Por fuera, todo invitaba a la alegría: gentes que inundaban las tiendas,
turistas armados de móviles inquietos, pintores y músicos callejeros… Por
dentro, experimentaba un doble sentimiento. Por una parte, de suave nostalgia;
por otra, de escepticismo. El recuerdo de los años de estudiante y luego de
profesor (más de 20 en total) me retrotraía al ambiente académico, a la
lectura, al grupo de estudio, a las clases, a la pasión por repensar los temas
centrales de la teología y vincularlos con las grandes cuestiones humanas. La
nostalgia tenía un sabor agridulce: remembranza de viejos amigos esparcidos por el mundo y quizá también de oportunidades perdidas. Pero, por otra, experimentaba la sensación
de que este mundillo padece una suerte de solipsismo e inflación. Ojeando algunas novedades
de la librería, viendo a los alumnos con sus ordenadores y tabletas, leyendo
las listas de cursos en los tablones de anuncios, pensaba que el ambiente universitario
–y quizá más el eclesiástico– tiene mucho de endogámico y hasta de superfluo.

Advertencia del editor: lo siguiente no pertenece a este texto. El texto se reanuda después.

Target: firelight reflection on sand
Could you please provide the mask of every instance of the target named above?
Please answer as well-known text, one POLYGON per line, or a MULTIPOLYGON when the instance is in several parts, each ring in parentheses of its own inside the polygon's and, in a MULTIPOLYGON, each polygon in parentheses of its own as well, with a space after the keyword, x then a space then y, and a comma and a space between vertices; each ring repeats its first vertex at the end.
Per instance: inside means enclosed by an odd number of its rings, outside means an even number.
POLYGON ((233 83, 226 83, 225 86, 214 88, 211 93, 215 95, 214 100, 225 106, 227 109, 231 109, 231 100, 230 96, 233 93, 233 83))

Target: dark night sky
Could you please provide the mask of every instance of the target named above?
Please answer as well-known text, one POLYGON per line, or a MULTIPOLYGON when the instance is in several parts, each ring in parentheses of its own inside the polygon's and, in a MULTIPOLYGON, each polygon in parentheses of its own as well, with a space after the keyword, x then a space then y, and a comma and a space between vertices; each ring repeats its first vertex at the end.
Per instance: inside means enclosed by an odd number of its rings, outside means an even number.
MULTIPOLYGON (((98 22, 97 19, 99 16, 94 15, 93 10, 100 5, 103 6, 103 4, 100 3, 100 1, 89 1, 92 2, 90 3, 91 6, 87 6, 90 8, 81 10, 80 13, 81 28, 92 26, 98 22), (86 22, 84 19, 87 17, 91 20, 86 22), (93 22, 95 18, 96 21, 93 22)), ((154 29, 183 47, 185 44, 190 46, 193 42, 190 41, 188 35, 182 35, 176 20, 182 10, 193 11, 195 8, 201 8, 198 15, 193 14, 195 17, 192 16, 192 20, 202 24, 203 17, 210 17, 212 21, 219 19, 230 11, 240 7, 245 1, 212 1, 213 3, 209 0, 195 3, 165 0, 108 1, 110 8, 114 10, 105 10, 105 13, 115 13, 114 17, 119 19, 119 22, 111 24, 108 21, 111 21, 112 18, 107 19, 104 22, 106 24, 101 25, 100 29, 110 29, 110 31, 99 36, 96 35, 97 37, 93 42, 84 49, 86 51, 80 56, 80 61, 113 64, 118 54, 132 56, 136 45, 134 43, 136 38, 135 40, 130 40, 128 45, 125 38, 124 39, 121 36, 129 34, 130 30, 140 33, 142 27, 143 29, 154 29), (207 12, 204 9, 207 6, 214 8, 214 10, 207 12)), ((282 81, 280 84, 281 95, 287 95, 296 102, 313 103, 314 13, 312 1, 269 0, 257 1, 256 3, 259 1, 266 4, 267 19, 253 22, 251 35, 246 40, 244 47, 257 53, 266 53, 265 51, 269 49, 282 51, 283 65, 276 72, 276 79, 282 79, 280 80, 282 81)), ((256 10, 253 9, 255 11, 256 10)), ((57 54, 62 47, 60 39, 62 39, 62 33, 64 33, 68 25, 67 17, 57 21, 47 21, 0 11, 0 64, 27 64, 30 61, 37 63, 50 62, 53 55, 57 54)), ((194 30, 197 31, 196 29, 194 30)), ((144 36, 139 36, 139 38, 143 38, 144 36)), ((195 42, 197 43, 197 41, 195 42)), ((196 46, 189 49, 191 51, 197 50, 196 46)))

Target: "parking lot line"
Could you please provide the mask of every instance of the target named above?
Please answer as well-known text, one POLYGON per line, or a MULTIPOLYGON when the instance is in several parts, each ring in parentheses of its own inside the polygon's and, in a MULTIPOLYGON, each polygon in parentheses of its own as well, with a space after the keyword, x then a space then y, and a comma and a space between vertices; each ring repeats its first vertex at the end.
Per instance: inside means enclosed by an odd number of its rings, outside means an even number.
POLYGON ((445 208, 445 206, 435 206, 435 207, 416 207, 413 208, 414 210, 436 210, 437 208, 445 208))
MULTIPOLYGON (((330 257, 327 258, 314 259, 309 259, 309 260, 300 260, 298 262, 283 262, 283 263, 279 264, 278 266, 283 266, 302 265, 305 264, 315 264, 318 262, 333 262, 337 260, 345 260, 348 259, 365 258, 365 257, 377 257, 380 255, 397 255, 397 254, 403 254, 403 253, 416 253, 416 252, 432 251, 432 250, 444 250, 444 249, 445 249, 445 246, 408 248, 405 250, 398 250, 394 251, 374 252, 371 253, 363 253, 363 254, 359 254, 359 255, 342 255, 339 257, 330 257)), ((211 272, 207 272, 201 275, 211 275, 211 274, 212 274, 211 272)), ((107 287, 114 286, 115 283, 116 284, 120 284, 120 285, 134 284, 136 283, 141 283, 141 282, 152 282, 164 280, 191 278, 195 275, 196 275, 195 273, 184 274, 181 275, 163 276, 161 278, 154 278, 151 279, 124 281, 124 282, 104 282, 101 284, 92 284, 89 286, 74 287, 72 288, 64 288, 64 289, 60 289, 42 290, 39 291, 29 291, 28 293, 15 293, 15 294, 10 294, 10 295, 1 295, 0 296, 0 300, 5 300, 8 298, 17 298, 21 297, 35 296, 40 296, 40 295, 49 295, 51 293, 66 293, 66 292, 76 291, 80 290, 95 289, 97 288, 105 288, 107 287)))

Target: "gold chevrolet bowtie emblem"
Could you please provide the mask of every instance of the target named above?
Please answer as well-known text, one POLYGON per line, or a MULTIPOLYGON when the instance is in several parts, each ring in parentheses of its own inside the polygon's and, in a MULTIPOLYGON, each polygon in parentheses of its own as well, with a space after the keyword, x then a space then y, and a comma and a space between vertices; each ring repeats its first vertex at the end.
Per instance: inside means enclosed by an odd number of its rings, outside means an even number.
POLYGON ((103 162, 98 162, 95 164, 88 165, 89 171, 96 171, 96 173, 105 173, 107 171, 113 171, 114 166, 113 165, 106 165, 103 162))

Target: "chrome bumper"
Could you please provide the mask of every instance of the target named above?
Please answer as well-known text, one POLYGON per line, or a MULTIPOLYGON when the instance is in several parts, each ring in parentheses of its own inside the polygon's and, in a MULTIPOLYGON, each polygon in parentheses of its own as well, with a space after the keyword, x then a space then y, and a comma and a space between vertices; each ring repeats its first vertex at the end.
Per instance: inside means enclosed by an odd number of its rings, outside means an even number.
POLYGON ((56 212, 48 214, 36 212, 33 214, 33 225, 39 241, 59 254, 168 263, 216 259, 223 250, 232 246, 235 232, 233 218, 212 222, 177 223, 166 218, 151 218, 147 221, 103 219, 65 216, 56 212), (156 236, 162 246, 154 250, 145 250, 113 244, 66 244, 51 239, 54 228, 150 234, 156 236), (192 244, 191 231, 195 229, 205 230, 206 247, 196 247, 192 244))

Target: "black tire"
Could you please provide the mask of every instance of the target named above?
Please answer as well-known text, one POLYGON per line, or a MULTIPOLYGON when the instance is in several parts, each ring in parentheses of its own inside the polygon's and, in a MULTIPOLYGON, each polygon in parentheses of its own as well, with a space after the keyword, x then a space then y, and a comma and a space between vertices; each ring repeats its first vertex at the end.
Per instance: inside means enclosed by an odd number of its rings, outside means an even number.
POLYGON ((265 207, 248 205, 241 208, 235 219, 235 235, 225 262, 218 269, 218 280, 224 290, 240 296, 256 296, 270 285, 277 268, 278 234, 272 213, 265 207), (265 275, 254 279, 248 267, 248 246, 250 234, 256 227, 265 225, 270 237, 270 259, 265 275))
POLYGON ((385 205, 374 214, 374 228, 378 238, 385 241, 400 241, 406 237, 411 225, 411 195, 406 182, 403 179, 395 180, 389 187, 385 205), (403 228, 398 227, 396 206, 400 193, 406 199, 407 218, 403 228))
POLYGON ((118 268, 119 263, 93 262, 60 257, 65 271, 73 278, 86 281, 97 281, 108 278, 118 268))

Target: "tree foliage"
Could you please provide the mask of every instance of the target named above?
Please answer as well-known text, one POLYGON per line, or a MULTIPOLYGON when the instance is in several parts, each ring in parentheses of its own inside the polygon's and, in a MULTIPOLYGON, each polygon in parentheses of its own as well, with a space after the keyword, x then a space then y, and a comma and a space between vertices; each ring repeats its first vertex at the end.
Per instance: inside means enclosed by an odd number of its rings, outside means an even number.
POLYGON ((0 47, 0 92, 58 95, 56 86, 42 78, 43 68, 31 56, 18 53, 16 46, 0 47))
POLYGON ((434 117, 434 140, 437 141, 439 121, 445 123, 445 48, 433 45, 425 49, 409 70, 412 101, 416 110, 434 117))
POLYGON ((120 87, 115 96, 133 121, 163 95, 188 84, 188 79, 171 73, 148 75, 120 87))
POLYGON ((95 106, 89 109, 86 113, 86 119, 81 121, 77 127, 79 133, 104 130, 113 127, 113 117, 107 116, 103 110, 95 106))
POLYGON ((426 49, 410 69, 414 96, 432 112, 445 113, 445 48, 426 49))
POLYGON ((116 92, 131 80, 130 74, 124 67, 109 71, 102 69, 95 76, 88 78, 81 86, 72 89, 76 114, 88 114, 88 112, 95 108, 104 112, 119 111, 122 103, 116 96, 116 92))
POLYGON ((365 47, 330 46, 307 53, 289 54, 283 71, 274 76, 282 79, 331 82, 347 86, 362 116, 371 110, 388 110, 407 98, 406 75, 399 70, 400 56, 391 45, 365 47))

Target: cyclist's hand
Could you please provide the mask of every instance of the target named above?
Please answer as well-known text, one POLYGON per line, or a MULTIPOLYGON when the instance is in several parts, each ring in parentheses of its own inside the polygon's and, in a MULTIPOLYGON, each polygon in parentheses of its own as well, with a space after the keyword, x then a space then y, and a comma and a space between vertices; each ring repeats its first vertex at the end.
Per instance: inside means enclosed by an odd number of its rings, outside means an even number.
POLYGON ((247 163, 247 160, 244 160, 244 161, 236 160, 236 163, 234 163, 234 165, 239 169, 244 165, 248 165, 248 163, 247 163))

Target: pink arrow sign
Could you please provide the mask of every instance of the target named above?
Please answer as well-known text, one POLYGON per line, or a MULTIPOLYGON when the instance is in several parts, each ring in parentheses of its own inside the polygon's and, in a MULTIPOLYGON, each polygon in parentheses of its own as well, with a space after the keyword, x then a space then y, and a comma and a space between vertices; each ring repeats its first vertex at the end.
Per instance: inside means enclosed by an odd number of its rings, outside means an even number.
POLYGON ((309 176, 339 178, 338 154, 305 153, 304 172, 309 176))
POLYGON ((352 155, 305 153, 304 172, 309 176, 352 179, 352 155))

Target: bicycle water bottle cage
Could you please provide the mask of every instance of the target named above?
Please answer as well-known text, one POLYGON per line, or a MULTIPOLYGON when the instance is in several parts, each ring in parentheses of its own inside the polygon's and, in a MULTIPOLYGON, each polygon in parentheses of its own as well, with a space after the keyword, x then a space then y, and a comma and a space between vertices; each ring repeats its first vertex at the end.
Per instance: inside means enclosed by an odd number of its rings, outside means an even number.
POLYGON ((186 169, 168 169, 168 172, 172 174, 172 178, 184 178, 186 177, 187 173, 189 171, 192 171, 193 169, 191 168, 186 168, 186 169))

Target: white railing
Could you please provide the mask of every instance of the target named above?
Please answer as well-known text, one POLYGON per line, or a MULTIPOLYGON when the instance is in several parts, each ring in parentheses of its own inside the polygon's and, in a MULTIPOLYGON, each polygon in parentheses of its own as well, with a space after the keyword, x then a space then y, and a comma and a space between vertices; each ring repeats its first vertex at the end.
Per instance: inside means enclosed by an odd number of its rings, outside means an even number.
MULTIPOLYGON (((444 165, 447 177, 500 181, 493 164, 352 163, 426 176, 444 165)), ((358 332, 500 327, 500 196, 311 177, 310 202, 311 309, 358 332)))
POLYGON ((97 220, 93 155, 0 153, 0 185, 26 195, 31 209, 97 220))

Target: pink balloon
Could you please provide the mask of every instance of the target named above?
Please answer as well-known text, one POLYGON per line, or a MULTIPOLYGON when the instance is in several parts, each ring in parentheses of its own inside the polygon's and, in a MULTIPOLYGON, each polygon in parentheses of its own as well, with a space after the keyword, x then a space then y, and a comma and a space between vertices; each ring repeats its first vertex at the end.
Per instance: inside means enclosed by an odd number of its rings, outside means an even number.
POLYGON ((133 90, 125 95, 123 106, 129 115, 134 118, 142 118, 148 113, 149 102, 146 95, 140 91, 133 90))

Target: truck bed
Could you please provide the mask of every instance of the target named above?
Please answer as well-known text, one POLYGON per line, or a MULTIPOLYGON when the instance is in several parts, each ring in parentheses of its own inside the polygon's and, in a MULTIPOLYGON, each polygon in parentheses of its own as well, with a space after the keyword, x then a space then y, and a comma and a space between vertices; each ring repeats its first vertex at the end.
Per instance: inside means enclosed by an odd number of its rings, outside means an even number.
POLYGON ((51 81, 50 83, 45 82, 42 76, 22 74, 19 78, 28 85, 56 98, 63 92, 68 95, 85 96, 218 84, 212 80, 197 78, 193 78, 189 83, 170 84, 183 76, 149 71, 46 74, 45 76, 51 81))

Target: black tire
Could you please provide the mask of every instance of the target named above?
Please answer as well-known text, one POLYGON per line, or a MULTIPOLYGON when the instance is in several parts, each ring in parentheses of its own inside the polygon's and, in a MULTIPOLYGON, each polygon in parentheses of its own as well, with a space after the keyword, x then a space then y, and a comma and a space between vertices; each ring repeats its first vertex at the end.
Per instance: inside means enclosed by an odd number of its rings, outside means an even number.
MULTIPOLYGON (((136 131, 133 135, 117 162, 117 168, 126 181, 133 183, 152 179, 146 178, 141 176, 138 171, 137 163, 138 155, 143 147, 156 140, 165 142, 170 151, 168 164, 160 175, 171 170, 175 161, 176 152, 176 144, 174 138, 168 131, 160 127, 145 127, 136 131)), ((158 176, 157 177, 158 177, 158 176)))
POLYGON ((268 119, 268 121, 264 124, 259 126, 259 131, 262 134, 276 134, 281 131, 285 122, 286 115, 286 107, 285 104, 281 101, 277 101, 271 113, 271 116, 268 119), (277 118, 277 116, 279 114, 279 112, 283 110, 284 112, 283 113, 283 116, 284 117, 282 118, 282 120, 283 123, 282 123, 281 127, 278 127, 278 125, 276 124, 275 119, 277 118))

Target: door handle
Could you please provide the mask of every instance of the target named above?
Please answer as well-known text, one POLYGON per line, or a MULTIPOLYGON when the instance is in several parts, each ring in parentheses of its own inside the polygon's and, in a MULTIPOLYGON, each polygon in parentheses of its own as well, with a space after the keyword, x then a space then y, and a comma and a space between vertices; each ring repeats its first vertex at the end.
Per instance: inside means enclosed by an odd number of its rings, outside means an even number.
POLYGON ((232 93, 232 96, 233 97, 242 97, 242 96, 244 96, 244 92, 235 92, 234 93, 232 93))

¿Es necesario dedicar tanta inteligencia, tanta energía, tanto tiempo y dinero a
pensar y escribir sobre cosas que muy indirectamente tienen que ver con las preocupaciones
de los seres humanos y que poquísimas personas leen? ¿Quién compra un libro sobre el
análisis gramatical del Nuevo Testamento en griego o todos los volúmenes de las
obras completas de Karl Rahner? ¿Para qué sirven la mayoría de las tesis doctorales que se publican, excepto para obtener el título de doctor? ¿Es necesario decir en 800 páginas, cargadas de aparato crítico, lo que se podría presentar con claridad en 50 o 100? Es como si la inflación solo se justificara por necesidades internas, no por utilidad social.
Enfilando ya la Piazza del Popolo me dejé conquistar –y quizá redimir– por el
adagio Solo
lo inútil es necesario. Muchas de las cosas que pensamos y
escribimos no tienen una aplicación inmediata. Puede que algunas sean incluso perfectamente
prescindibles: producción vacía para mantener en pie el mundillo académico (con
sus puestos, cargos, ritos, vanidades, celos, envidias y miserias). Pero hay también un trabajo serio de pensamiento que
busca la inteligibilidad del misterioso ser humano. Sin este trabajo de
búsqueda personal y de diálogo interdisciplinar, acabaríamos siendo prisioneros de
nuestras producciones, meros números de un sistema anónimo. Es necesario que
alguien nos mantenga en actitud de vigilancia, nos recuerde que el camino está abierto,
que hay vida más allá del último modelo de Smartphone
o de coche. La filosofía y la teología no tienen apenas mercado, pero, por eso
mismo, vuelan con gran libertad, sin atarse demasiado a las presiones de los grupos de poder y a las modas creadas por los medios de comunicación. Nos invitan a preguntarnos de dónde venimos y adónde vamos. Y hasta se atreven a sugerir el camino entre ambos puntos.
Por cierto, el cappuccino y el cornetto estaban más que aceptables. Tendré que volver otro día.
Por cierto, el cappuccino y el cornetto estaban más que aceptables. Tendré que volver otro día.